Infine – come si suol dire “ultimo, ma non di importanza” – un fattore potrebbe essere rappresentato da eventi passati che avrebbero turbato i bambini al punto tale da non vivere in maniera serena questa festa: ad esempio, persone travestite da mostri che saltano fuori dagli alberi o da dietro angoli delle strade o persino delle proprie case, oppure scatole con pupazzi a molla dalle sembianze poco gradevoli o ancora scherzi pubblici, che potrebbero aver imbarazzato i bambini a tal punto da non provare gioia nei confronti di questa festa.

Come bisogna reagire a queste avversioni?

Innanzitutto è opportuno provare a parlare con i bambini e farsi spiegare quale sentimento nutrano nei confronti di questo evento.

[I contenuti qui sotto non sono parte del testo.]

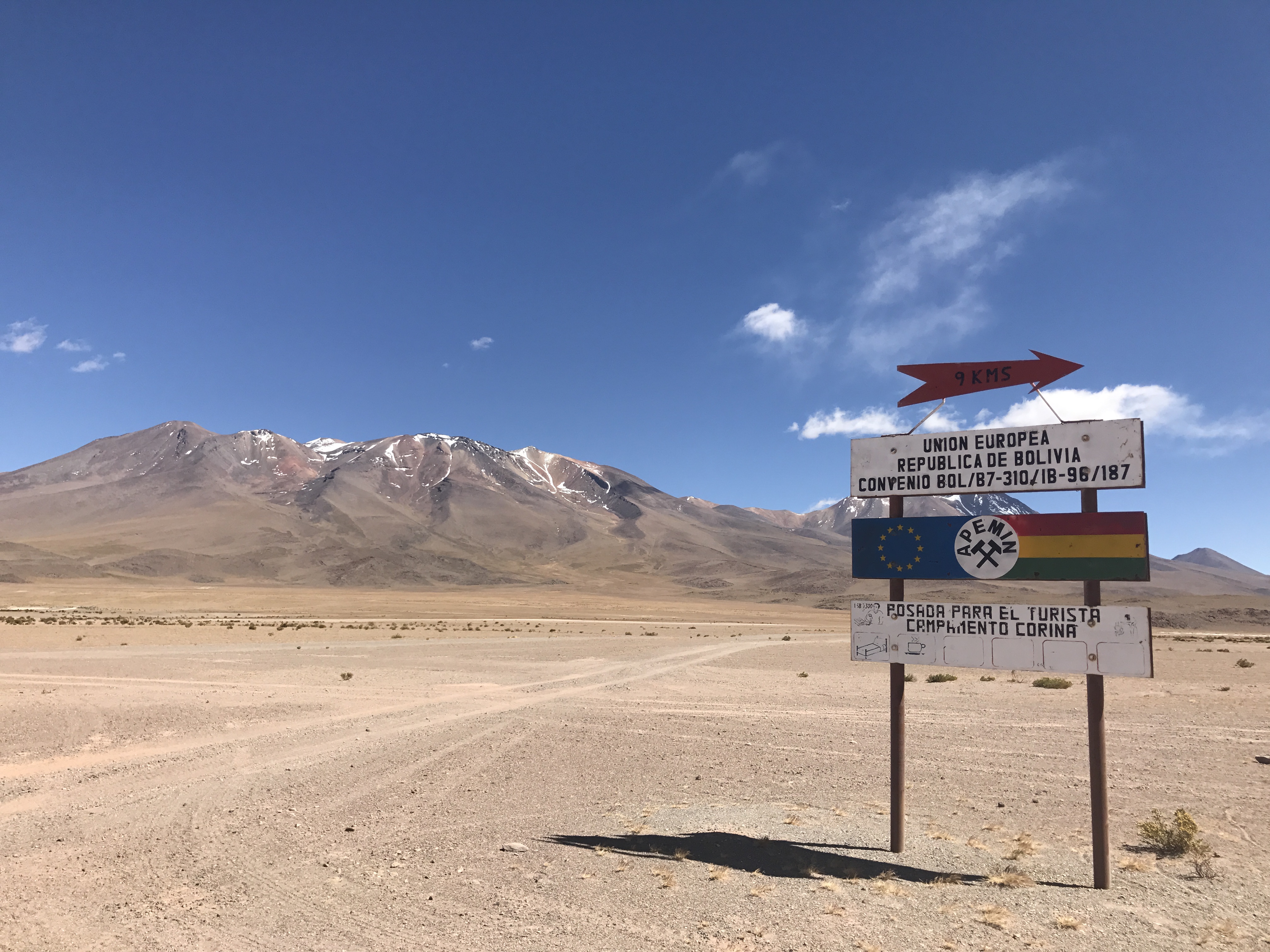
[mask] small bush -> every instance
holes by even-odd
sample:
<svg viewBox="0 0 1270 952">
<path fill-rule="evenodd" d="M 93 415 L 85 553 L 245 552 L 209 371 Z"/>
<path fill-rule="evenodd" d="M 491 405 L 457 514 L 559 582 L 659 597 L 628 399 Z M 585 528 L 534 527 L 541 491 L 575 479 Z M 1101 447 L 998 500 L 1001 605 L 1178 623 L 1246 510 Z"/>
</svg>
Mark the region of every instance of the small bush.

Infatti possono esservi casi in cui gli stessi si rifiutano di vestirsi e vivere pienamente il Carnevale solo ed esclusivamente perché non ne sentono un fervido trasporto; in tal caso si sconsiglia ai genitori di “far gradire a tutti i costi” questa festa ai loro piccoli, perché ricordiamo che “de gustibus non disputandum est”.

Quando in realtà si nascondono delle paure recondite, è necessario trovare un canale adatto per poter discutere di questo disagio: in particolare i genitori dovrebbero indagare di cosa il loro piccolo abbia paura in particolare, in quali circostanze  questa sensazione si riacutizza e in quale modo si potrebbe fronteggiare tale situazione poco gradevole.

Si possono talvolta riscontrare delle circostanze in cui i bambini in prossimità del Carnevale hanno paura di dormire da soli oppure hanno incubi ricorrenti di mostri che potrebbero assalirli; a causa di tali timori i piccoli desidererebbero dormire nel lettone con i genitori in modo  da sentirsi al sicuro; tale sicurezza non deve assolutamente essere negata da parte dei padri e delle madri, ma bisogna imparare a dosarla in maniera giusta, ad esempio accendendo una luce tenue nella stanza del figlio, oppure fare compagnia ai piccoli fino a quando non si addormentino o anche  spiegando loro che in realtà i mostri sono solo frutto dell’immaginazione e che nella realtà nessuno di loro potrebbe turbarli.

Come ho detto precedentemente la condivisione di questa “conflittualità” nei confronti del carnevale è assolutamente necessaria per evitare che il bambino si rapporti con una realtà che potrebbe provocare difficoltà capaci di perpetuarsi: per tal motivo è necessario in primis chiedere come un bambino desideri vivere il suo Carnevale, senza alcuna forzatura, successivamente, nel momento in cui si realizzi il contatto diretto con le situazioni paurose, è assolutamente utile approfondire e trovare una modalità giusta per poter affrontarle, ad esempio se c’è un bambino che teme le maschere perché non conosce cosa esse celino, si potrebbe sensibilizzare il piccolo con dei giochi in cui sono gli stessi genitori a mascherarsi e poi svelarsi subito. Se invece il bimbo teme l’affluenza di tante persone per strada, i genitori potrebbero tenerlo per mano; la cosa più importante  è fare in modo che questa festa per lui sia motivo di libertà: libertà di scelta sia di come vivere questa giornata, sia di come e quando affrontare determinate difficoltà.